Diego took no notice.
‘Not much fun for a young mother looking after a sick child,’ she went on.
‘I don’t want to talk about it,’ exploded Diego.
‘I was brought up in the slums myself,’ said Bella. ‘And I know what hell it is, and what it’s like to escape and leave it all behind.’
‘Ending up in a deserted farmhouse with a gun at your head, eh?’ said Diego.
‘That was just bad luck, but every child deserves a chance to get away, and one’s own child most of all. Oh, Diego, don’t you
love
him?’
‘Of course I do,’ he snarled. ‘What do you think I did this for?’
‘Then give him a chance to get better, and run in the sunshine, and go to a good school, and wear nice clothes.’
‘Juan’ll give me all that.’
‘Rubbish. He’s just put a noose round your neck, which he’ll tighten if ever you don’t play ball and do what he wants. Lazlo Henriques is a good man, whatever you’ve heard to the contrary,’ she went on, her voice breaking slightly. ‘He’s tough but he knows how to look after his own people.’
‘You love him, don’t you?’ said Diego softly.
Bella nodded, a great lump in her throat. ‘And I’ll probably never see him again.’ The tears ran down her cheeks and she was overwhelmed by such despair that it was a few seconds before she realized what Diego was saying.
‘If I contact El Gatto, how will he know I’m on the level?’
Bella’s heart leapt. ‘You’re going to do it?’
‘I don’t know. Come on, how will he know?’
‘I’ll write him a note.’
‘No, that’s too dangerous.’
‘Well, have this ring,’ she slid the little gold ring studded with seed pearls off her finger. ‘Rupert gave it to me.

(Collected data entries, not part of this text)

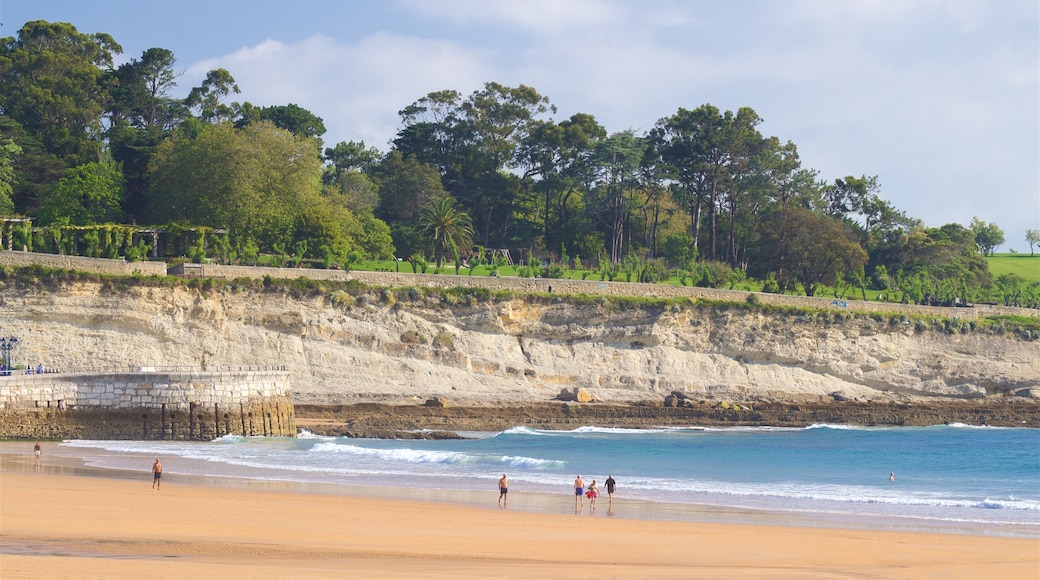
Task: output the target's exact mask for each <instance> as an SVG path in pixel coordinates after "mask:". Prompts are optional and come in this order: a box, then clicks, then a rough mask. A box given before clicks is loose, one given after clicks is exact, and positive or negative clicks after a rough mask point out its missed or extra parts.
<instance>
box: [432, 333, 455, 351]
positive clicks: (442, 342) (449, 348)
mask: <svg viewBox="0 0 1040 580" xmlns="http://www.w3.org/2000/svg"><path fill="white" fill-rule="evenodd" d="M434 346H436V347H438V348H447V349H448V350H454V341H453V340H451V336H450V335H446V334H444V333H438V334H437V336H436V337H434Z"/></svg>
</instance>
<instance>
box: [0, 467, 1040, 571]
mask: <svg viewBox="0 0 1040 580" xmlns="http://www.w3.org/2000/svg"><path fill="white" fill-rule="evenodd" d="M148 467H149V466H145V467H144V468H142V470H141V473H140V474H127V473H123V472H113V473H112V475H115V474H120V475H119V476H112V477H98V476H97V475H98V473H97V472H89V473H87V472H85V471H83V470H81V469H79V468H77V466H76V465H75V464H74V463H72V462H70V460H69V459H61V458H54V457H48V456H46V455H45V457H44V460H43V463H42V465H41V468H40V470H38V472H35V471H36V470H35V469H34V467H33V465H32V459H31V455H29V456H28V458H19V459H17V460H12V459H10V458H9V457H8V459H7V460H4V462H3V464H2V473H0V499H2V503H0V554H2V557H0V577H2V578H4V579H5V580H7V579H15V578H141V577H149V578H158V579H163V578H193V577H201V575H207V576H213V577H220V578H251V579H253V578H261V577H279V578H469V577H477V576H484V577H499V578H568V579H584V578H604V577H615V578H698V577H704V578H706V577H710V578H752V577H754V578H852V577H857V578H922V577H930V578H936V577H941V578H983V577H988V578H1033V579H1035V578H1037V576H1038V574H1040V539H1035V538H1021V537H997V536H988V535H971V534H963V533H959V534H948V533H914V532H893V531H882V530H877V529H870V530H858V529H848V528H841V529H836V528H825V527H801V526H784V525H778V524H775V525H752V524H739V523H738V524H734V523H719V522H708V523H705V522H676V521H657V520H639V519H628V518H606V517H595V518H590V517H589V512H588V507H586V510H584V512H583V513H582V515H581V516H575V515H573V513H547V512H532V511H521V510H519V509H515V508H512V509H498V508H496V507H495V506H494V499H495V498H496V497H497V494H494V493H491V494H489V496H490V499H489V506H488V507H478V506H473V505H462V504H459V503H454V502H450V501H426V500H423V501H420V500H415V499H394V498H387V497H379V496H370V495H348V494H342V493H329V492H328V491H323V490H320V489H304V487H292V486H287V487H286V489H256V487H251V486H246V485H243V486H230V485H216V484H210V483H207V481H206V480H205V479H204V478H199V479H192V480H191V481H190V483H189V482H187V481H184V480H181V479H179V478H177V477H170V476H168V475H167V478H166V479H165V480H164V483H165V484H164V485H163V487H162V490H161V491H155V490H152V489H151V486H150V484H151V479H150V476H149V474H148V473H147V469H148ZM531 501H550V500H548V499H544V498H543V499H538V498H529V497H523V496H522V495H520V496H519V497H516V496H515V497H514V501H513V503H514V504H517V503H520V502H531ZM551 501H560V499H558V498H555V499H553V500H551ZM605 509H606V504H605V502H603V503H601V505H600V506H599V509H598V511H599V512H598V513H597V516H602V515H603V511H604V510H605Z"/></svg>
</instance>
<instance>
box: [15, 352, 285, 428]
mask: <svg viewBox="0 0 1040 580" xmlns="http://www.w3.org/2000/svg"><path fill="white" fill-rule="evenodd" d="M225 434H239V436H246V437H249V436H270V437H293V436H295V422H294V414H293V408H292V390H291V387H290V384H289V373H288V371H285V370H265V369H261V368H259V367H256V368H255V370H205V371H203V370H190V369H186V368H178V369H175V370H158V369H151V368H147V367H142V368H141V369H140V371H139V372H110V373H76V372H62V373H41V374H18V373H17V372H16V374H11V375H9V376H0V437H6V438H25V439H129V440H153V439H154V440H212V439H215V438H218V437H222V436H225Z"/></svg>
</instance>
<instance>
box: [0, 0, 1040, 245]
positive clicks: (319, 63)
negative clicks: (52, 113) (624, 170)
mask: <svg viewBox="0 0 1040 580" xmlns="http://www.w3.org/2000/svg"><path fill="white" fill-rule="evenodd" d="M32 20H46V21H50V22H69V23H71V24H73V25H74V26H76V28H77V29H78V30H79V31H81V32H88V33H89V32H106V33H108V34H110V35H111V36H112V37H113V38H114V39H115V42H116V43H119V44H120V45H121V46H122V47H123V49H124V53H123V54H122V55H120V56H119V57H118V58H119V60H118V61H119V62H122V61H127V60H129V59H130V58H136V57H139V56H140V55H141V53H142V52H144V51H146V50H147V49H149V48H155V47H158V48H164V49H168V50H171V51H173V52H174V55H175V56H176V57H177V70H178V72H182V75H181V76H180V77H179V79H178V87H177V89H176V91H175V95H174V96H176V97H183V96H186V95H187V93H188V90H190V88H191V87H192V86H197V85H199V84H200V83H201V81H202V79H203V78H204V77H205V75H206V73H207V72H208V71H210V70H212V69H217V68H224V69H227V70H228V71H230V72H231V74H232V76H233V77H234V78H235V80H236V81H237V83H238V86H239V88H240V89H241V93H240V94H239V95H237V96H235V97H234V99H233V100H235V101H238V102H246V101H248V102H251V103H253V104H254V105H257V106H272V105H286V104H289V103H293V104H296V105H298V106H301V107H304V108H306V109H308V110H310V111H311V112H313V113H314V114H316V115H317V116H319V117H321V118H322V120H323V121H324V125H326V128H327V129H328V132H327V133H326V134H324V135H323V140H324V142H326V146H327V147H331V146H334V144H336V143H338V142H340V141H346V140H353V141H362V140H363V141H364V142H365V144H366V146H368V147H375V148H378V149H380V150H381V151H384V152H385V151H388V150H389V141H390V140H391V139H392V138H393V137H394V135H395V134H396V132H397V131H398V130H399V129H400V128H401V124H400V117H399V116H398V114H397V112H398V111H399V110H401V109H404V108H405V107H407V106H408V105H410V104H412V103H414V102H415V101H417V100H418V99H420V98H422V97H423V96H425V95H427V94H428V93H432V91H435V90H442V89H454V90H458V91H459V93H461V94H462V95H463V96H468V95H469V94H471V93H472V91H474V90H477V89H479V88H480V87H483V85H484V84H485V83H486V82H490V81H495V82H499V83H501V84H504V85H508V86H518V85H520V84H525V85H528V86H531V87H534V88H535V89H537V90H538V91H539V93H540V94H541V95H543V96H546V97H548V98H549V100H550V101H551V102H552V104H554V105H555V106H556V108H557V112H556V113H555V114H554V115H552V116H553V118H555V120H556V121H563V120H565V118H568V117H570V116H571V115H572V114H574V113H577V112H583V113H591V114H593V115H595V116H596V118H597V121H599V123H600V124H602V125H603V126H604V127H605V128H606V129H607V131H608V132H612V133H613V132H618V131H624V130H628V129H633V130H635V131H636V132H643V131H647V130H649V129H651V128H652V127H653V126H654V124H655V123H656V122H657V121H658V120H660V118H662V117H666V116H669V115H672V114H674V113H675V112H676V111H677V110H678V108H679V107H684V108H687V109H693V108H697V107H699V106H700V105H703V104H705V103H710V104H712V105H714V106H716V107H718V108H720V109H722V110H732V111H736V110H737V109H738V108H739V107H744V106H747V107H751V108H752V109H754V110H755V111H756V112H757V113H758V114H759V116H761V117H762V118H763V120H764V122H763V123H762V124H761V125H760V126H759V131H761V133H762V134H763V135H766V136H771V135H773V136H777V137H778V138H779V139H780V140H781V141H787V140H790V141H792V142H795V143H796V144H797V146H798V150H799V154H800V156H801V159H802V164H803V166H805V167H809V168H813V169H816V170H817V172H820V175H818V177H820V179H823V180H826V181H828V182H833V181H834V180H835V179H838V178H842V177H846V176H856V177H859V176H877V178H878V181H879V183H880V185H881V191H880V194H881V196H882V197H884V199H886V200H888V201H889V202H890V203H892V205H894V206H895V208H898V209H900V210H902V211H904V212H906V213H907V214H908V215H909V216H911V217H916V218H919V219H921V220H924V222H925V225H926V226H929V227H938V226H942V225H944V223H950V222H957V223H961V225H964V226H967V225H968V223H969V221H970V220H971V218H972V217H973V216H978V217H980V218H981V219H983V220H984V221H986V222H994V223H996V225H997V226H998V227H1000V228H1002V229H1003V230H1004V232H1005V237H1006V240H1007V241H1006V243H1005V244H1004V246H1003V247H1002V248H1000V249H1002V251H1004V252H1007V251H1010V249H1015V251H1017V252H1029V244H1028V243H1026V242H1025V241H1024V238H1025V230H1026V229H1028V228H1040V3H1038V2H1037V1H1036V0H999V1H992V0H732V1H727V2H719V1H716V0H382V1H381V0H372V1H366V0H295V1H293V2H287V1H279V2H276V1H272V0H239V1H235V0H206V1H202V0H175V1H160V0H0V22H2V33H0V35H2V36H17V34H18V30H19V29H20V28H21V27H22V25H23V24H25V23H26V22H29V21H32Z"/></svg>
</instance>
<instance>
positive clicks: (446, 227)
mask: <svg viewBox="0 0 1040 580" xmlns="http://www.w3.org/2000/svg"><path fill="white" fill-rule="evenodd" d="M419 222H420V225H421V226H422V232H423V233H424V234H425V235H426V239H427V240H430V243H431V245H432V246H433V248H434V259H435V261H436V262H437V267H438V268H439V267H441V264H442V263H443V262H444V258H445V257H449V256H454V255H457V254H465V253H468V252H469V249H470V248H471V247H472V246H473V222H472V220H470V218H469V215H468V214H467V213H466V212H464V211H460V210H459V209H458V208H457V207H456V201H454V199H453V197H451V196H450V195H443V196H440V197H436V199H434V200H433V201H432V202H431V204H430V207H427V208H426V209H425V210H423V212H422V215H421V216H420V218H419Z"/></svg>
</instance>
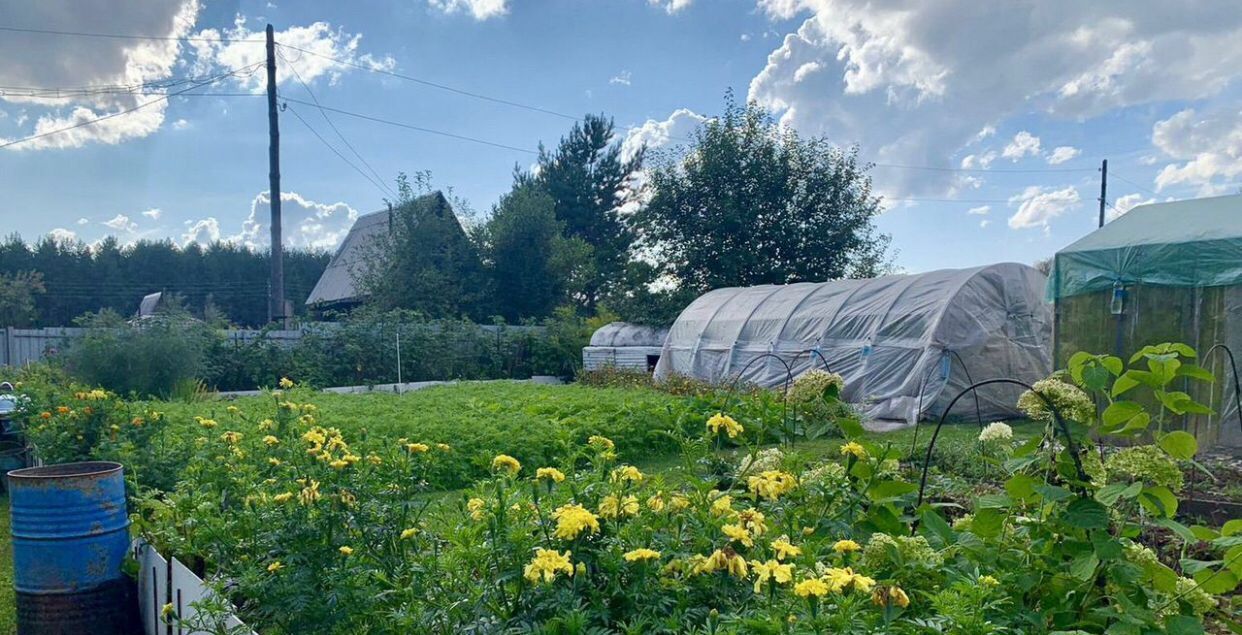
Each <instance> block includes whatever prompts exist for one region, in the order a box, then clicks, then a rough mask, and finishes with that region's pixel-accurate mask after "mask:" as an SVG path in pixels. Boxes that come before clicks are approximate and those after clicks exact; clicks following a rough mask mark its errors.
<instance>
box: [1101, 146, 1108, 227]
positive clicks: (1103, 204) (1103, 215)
mask: <svg viewBox="0 0 1242 635" xmlns="http://www.w3.org/2000/svg"><path fill="white" fill-rule="evenodd" d="M1104 205H1108V159H1104V163H1102V164H1100V167H1099V226H1100V227H1103V226H1104Z"/></svg>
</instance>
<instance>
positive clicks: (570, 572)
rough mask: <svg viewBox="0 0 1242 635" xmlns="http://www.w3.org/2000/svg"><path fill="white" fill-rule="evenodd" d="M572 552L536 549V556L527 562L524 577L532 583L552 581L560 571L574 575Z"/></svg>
mask: <svg viewBox="0 0 1242 635" xmlns="http://www.w3.org/2000/svg"><path fill="white" fill-rule="evenodd" d="M570 555H573V553H570V552H565V553H559V552H556V550H554V549H543V548H539V549H535V557H534V558H532V560H530V564H527V568H525V572H524V574H523V575H524V577H525V579H527V580H529V582H530V583H532V584H539V583H540V582H543V583H550V582H553V580H555V579H556V574H558V573H564V574H565V575H574V565H573V564H570V562H569V557H570Z"/></svg>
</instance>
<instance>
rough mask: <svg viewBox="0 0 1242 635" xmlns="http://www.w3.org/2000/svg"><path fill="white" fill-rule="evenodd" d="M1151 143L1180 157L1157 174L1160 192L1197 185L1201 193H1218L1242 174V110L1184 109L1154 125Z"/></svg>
mask: <svg viewBox="0 0 1242 635" xmlns="http://www.w3.org/2000/svg"><path fill="white" fill-rule="evenodd" d="M1151 143H1153V144H1155V147H1156V148H1159V149H1160V152H1163V153H1164V154H1165V155H1167V157H1169V158H1172V159H1175V160H1176V162H1175V163H1170V164H1166V165H1165V167H1164V168H1161V169H1160V171H1159V173H1158V174H1156V179H1155V183H1156V190H1158V191H1160V190H1164V189H1166V188H1170V186H1174V185H1194V186H1197V189H1199V195H1201V196H1207V195H1215V194H1221V193H1222V191H1225V189H1226V185H1227V184H1228V181H1230V180H1232V179H1235V178H1236V176H1238V175H1242V111H1238V109H1233V108H1230V109H1218V111H1213V112H1206V113H1202V114H1201V113H1199V112H1196V111H1194V109H1185V111H1181V112H1179V113H1176V114H1174V116H1172V117H1169V118H1167V119H1164V121H1161V122H1158V123H1156V124H1155V127H1153V130H1151Z"/></svg>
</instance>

Lazlo always said it was the only thing he’d ever seen me wear that wasn’t in appallingly bad taste. And use Black Opal as the password. Those are both private jokes that no-one would know anything about. Oh, Diego, you won’t regret it, I promise you. Just tell him where we are and how to find us.’
‘I haven’t made up my mind yet,’ said Diego, pocketing the ring.
Suddenly, there was a great crash from next door.
‘They’re quarrelling again. Probably about you,’ said Diego, getting up and going out.